Open Letter from the Central Park Conservancy, July 2010

Let’s try to keep the park beautiful. That means you too, fatties.

Dear Friends of Central Park,

It has come to our attention that many of our clearly posted and easy to understand rules have been ignored. Let us remind you that using the Park is a privilege and not a right, and that this only works if we all do our part to make this place as lovely as possible. Here are some specific complaints and what you can do to help:

  1. NO GRILLING! Please do not bring your own grills and make your own food. Most backyard barbecue food is unhealthy and smells gross. Plus, smoke gets everywhere. If you need a hot dog, why not buy a delicious one that’s been sitting in water since Clinton’s first election (Bill, not Hill) from one of our many vendors? Only $8.50!
  2. Alcoholic beverages are not allowed, unless you meet one of the following criteria: A) You are a group of attractive blond women drinking expensive wine and pretending to be on Sex and the City. b) You are a group of attractive douchebag bankers drinking cheap beer out of RED SOLO CUPS ONLY. Other colors not permitted. Please feel free to leave these as trash everywhere. C) You are a hobo drinking a 40 of cheap hooch. Please be advised you may need to show your Hobo ID and confirm maximum hooch quality.
  3. All women wearing bikinis while sunbathing must meet Mayor Bloomberg’s new Attractiveness System Standard (ASS) guidelines. Any woman falling below a 6 will be issued a citation. We don’t want this to look like a Park in Milwaukee, people.
  4. There are no equivalent guidelines in place for men removing their shirts while running and/or tanning. However, please be advised that the Central Park Committee of Judgmental Gay Men will be patrolling path and field areas. They are licensed to insult and/or mock anyone showing any of (but not limited to): beer bellies, love handles, short shorts, furry stomachs and/or backs, flabby arms, etc.
  5. All crying, whining, or hyperactive children will be scolded by our team of bitter old people. We are not responsible for any long-term psychological damage that results.
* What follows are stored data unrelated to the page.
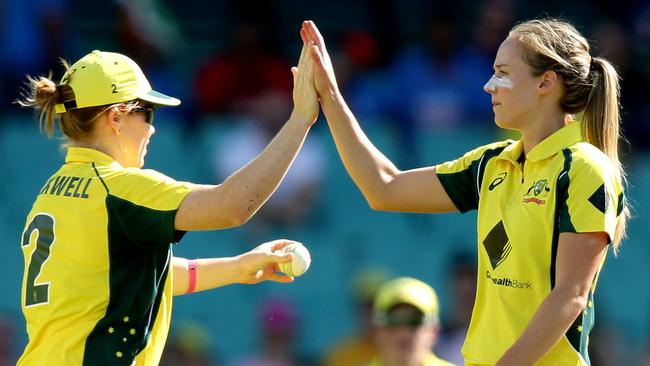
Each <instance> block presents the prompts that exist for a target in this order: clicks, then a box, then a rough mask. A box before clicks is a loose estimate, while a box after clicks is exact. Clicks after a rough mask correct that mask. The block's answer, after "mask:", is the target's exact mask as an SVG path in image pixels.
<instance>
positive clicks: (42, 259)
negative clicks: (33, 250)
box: [22, 213, 55, 306]
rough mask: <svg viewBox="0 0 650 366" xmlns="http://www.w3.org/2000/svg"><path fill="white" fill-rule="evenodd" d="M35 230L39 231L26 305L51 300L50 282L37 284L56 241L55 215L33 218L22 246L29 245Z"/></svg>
mask: <svg viewBox="0 0 650 366" xmlns="http://www.w3.org/2000/svg"><path fill="white" fill-rule="evenodd" d="M34 230H36V231H38V237H37V239H36V249H34V251H33V252H32V257H31V258H30V260H29V263H28V264H27V265H28V269H27V281H26V283H25V306H32V305H38V304H43V303H47V302H49V293H50V284H49V282H48V283H41V284H36V278H37V277H38V275H39V274H40V273H41V269H42V268H43V264H44V263H45V262H46V261H47V259H48V258H49V257H50V248H51V247H52V244H53V243H54V238H55V237H54V217H52V216H50V215H48V214H43V213H39V214H37V215H36V216H34V217H33V218H32V221H31V222H30V223H29V225H28V226H27V229H26V230H25V232H24V233H23V239H22V246H23V247H24V246H27V245H29V237H30V236H31V235H32V232H34Z"/></svg>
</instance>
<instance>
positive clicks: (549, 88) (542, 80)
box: [539, 71, 559, 95]
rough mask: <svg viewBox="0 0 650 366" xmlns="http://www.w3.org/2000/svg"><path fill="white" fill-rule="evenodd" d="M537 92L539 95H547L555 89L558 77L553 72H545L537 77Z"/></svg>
mask: <svg viewBox="0 0 650 366" xmlns="http://www.w3.org/2000/svg"><path fill="white" fill-rule="evenodd" d="M539 80H540V81H539V92H540V94H542V95H544V94H548V93H550V92H551V91H553V90H554V89H555V87H556V86H557V85H558V82H559V80H558V76H557V73H556V72H555V71H545V72H544V73H543V74H542V75H541V76H540V77H539Z"/></svg>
With your help and by following a few simple rules, you can help keep Central Park the jewel of Manhattan. A trim, fit, well-behaved jewel.
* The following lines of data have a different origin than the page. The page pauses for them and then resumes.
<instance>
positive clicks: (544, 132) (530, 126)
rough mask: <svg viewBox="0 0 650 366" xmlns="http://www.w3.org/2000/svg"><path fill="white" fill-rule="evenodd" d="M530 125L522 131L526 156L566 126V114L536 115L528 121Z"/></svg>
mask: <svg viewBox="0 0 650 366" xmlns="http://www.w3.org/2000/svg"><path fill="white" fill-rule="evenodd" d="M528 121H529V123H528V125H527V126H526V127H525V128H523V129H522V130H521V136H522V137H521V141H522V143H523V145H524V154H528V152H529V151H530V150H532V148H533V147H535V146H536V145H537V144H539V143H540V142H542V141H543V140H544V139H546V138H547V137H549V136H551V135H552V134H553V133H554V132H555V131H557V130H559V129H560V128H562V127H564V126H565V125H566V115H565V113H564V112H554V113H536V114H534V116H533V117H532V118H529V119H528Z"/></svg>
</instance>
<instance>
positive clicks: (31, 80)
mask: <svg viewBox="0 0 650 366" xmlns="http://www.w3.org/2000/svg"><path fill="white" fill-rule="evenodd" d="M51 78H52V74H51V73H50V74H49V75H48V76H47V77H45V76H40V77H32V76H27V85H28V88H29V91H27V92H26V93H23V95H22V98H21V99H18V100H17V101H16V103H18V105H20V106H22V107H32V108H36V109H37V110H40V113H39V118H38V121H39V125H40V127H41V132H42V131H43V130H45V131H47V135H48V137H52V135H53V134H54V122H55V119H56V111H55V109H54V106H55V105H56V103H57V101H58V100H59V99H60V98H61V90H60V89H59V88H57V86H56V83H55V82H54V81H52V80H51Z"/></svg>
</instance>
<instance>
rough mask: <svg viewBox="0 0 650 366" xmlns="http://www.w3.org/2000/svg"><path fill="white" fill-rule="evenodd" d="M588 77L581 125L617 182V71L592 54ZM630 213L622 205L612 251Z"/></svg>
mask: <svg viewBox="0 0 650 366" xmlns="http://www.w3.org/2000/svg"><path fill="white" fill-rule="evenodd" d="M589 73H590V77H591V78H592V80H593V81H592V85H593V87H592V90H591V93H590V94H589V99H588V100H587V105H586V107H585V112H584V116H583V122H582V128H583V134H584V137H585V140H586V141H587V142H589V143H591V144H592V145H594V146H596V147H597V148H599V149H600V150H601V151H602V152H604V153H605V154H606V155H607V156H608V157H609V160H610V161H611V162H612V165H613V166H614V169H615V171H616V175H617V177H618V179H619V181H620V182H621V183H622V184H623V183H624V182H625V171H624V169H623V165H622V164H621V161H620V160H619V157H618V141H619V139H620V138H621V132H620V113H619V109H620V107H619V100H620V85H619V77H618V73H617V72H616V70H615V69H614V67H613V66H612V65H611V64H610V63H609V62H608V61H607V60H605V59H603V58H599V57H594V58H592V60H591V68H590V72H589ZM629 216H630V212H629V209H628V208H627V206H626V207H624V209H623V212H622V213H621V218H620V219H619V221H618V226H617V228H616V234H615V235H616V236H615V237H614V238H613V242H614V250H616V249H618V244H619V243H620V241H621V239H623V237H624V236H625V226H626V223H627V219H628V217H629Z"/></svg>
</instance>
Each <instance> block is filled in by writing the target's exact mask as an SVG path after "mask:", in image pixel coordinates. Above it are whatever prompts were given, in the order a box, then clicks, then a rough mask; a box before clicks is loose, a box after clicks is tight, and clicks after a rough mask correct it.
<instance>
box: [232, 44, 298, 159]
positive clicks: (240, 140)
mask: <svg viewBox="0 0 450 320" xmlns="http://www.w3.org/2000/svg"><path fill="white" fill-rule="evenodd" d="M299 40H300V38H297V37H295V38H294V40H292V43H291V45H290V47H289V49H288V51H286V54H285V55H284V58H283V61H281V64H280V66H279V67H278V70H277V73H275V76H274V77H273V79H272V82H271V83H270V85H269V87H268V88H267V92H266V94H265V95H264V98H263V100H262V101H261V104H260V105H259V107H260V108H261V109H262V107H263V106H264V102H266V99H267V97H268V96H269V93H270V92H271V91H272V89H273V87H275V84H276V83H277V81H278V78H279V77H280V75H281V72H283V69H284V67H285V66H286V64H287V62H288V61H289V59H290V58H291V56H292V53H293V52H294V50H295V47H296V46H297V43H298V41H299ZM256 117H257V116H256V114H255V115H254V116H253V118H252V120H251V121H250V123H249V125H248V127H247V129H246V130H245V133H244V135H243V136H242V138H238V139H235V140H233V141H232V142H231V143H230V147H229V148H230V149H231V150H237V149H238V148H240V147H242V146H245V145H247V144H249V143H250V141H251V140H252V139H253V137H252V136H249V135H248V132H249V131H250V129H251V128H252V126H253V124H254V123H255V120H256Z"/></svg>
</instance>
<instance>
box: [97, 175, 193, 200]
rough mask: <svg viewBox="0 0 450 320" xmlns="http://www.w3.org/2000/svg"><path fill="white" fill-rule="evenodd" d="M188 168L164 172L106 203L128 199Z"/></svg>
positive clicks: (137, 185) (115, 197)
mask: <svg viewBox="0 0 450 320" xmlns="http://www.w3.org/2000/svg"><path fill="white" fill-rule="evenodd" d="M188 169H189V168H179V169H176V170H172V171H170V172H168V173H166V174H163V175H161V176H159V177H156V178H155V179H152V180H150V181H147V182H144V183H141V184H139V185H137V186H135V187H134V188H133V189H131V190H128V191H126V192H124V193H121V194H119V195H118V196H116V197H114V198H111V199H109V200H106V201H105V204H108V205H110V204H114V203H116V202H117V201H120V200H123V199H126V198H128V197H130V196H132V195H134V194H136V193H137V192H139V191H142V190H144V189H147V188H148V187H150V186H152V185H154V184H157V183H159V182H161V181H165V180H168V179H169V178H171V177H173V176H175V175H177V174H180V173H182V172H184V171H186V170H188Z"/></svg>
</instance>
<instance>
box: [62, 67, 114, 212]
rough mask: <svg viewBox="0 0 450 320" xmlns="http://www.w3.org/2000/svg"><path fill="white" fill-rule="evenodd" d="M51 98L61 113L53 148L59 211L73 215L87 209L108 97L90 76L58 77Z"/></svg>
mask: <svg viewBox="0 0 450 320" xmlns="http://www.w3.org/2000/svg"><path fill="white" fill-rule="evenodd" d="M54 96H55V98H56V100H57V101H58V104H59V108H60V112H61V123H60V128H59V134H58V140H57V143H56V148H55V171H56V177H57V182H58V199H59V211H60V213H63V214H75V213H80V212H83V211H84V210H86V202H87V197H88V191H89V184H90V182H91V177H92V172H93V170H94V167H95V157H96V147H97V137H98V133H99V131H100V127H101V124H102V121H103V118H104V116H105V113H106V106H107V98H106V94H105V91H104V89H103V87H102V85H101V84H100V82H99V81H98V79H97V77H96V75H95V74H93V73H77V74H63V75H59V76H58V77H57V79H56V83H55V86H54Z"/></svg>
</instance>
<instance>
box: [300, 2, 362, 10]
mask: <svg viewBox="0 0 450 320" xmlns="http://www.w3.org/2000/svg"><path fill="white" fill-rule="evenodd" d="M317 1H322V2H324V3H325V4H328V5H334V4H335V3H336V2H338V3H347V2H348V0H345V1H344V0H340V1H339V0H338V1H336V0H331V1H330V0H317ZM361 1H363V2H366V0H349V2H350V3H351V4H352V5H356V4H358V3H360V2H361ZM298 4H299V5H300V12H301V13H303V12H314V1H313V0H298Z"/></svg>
Dr. Angela Van Wijk-Houston



Summer has always been a time to get outside, shed some clothing, and enjoy the best of nature. However, with what Dr. Andy Durphey of the University of Fitness calls “The Uglification of America,” many metro areas have been trying to crack down on the size and ugliness of their park goers. While not banning them outright, many parks have tried to limit the “unattractiveness quotient” of their visitors by resorting to draconian measures, often called “Anti-Fatty” regulations, despite also covering faces, minimum breast size (Los Angeles), and minimum blondeness requirements (Phoenix). For a brief period in 2008, the entire metropolitan area of Miami was closed to anyone not rated a “9” or higher by the Mayor’s Council on hotness, limiting the beaches to women with “that hot Latina thing happening” and “gay men who look like club bartenders, male strippers and/or Taylor Kitsch” (Miami City Council Res. 991B, sec. iii-c).

A non-discrimination suit did eventually reach the Supreme Court, where a slim 5-4 majority held that Anti-Fatty regulations were “generally within the public interest, especially in the Midwest.” Justice Scalia wrote the majority opinion, adding in a footnote that “Central Park especially has many places where dirty old men can see what’s going on inside the park, so really it’s win-win for everyone.” Chief Justice Roberts concurred, arguing that the court should take a group vacation to Miami. Surprisingly, Justice Thomas wrote a dissenting opinion arguing that since most of America was founded by “pasty, gap-tooted, chunky Englishmen,” it would be more likely the founders would have recommended MAXIMUM attractiveness quotients, no matter how fetching Alexander Hamilton’s buttocks looked in those breeches. Justice Ruth Bader Ginsburg’s dissent was never released, but those who read it claim that “no Supreme Court opinion ever had so much profanity, especially the phrase m*****-f*****s,” since Chief Justice Hughes’ concurring opinion in United States v. Butler in 1936.